Western intelligence officials say the unit, which has operated for more than a decade, has been accused by the Kremlin of campaigning to destabilize the West through subversion, sabotage and murder. In addition to the 2018 poisoning, the unit was behind a 2016 coup attempt in Montenegro and the poisoning of an arms maker in Bulgaria a year earlier.

US intelligence officials say the GRU was at the center of Moscow’s undercover efforts to interfere in the 2016 presidential election. In the months leading up to that election, US officials say two GRU cyberunits, known as 26165 and 74455, they hacked into Democratic Party servers and then used WikiLeaks to post embarrassing internal communications.

Partly because those efforts were intended to help tilt the elections in favor of Trump, his handling of issues related to Russia and Putin has come under particular scrutiny. A special lawyer’s investigation found that the Trump campaign welcomed Russia’s intervention and hoped to benefit from it, but found insufficient evidence to establish that his associates had participated in a criminal conspiracy with Moscow.

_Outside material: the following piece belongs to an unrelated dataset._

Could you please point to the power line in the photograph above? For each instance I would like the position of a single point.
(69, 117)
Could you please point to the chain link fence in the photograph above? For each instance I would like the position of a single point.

Operations involving Unit 29155 tend to be much more violent than those involving cyberunits. Its officers are often decorated military veterans with years of service, which in some cases date back to the failed Soviet Union war in Afghanistan in the 1980s. The unit has never before been accused of orchestrating attacks on Western soldiers, but officials informed of its operations say it has been active in Afghanistan for many years.

Although Russia declared the Taliban a terrorist organization in 2003, relations between them have been heating up in recent years. Taliban officials have traveled to Moscow to hold peace talks with other prominent Afghans, including former President Hamid Karzai. The talks have excluded representatives of the current Afghan government, as well as anyone from the United States, and at times appear to work against the grain of US efforts to end the conflict.

The revelation comes at a time when Trump has said he would invite Putin to an expanded Group of 7 nations meeting, but tensions between the US and Russian military are mounting.

In several recent episodes, in international territory and airspace from the Alaskan coast to the Black and Mediterranean Seas, fighter jets from each country have rushed to intercept military jets from the other.

Mujib Mashal contributed reports from Kabul, Afghanistan.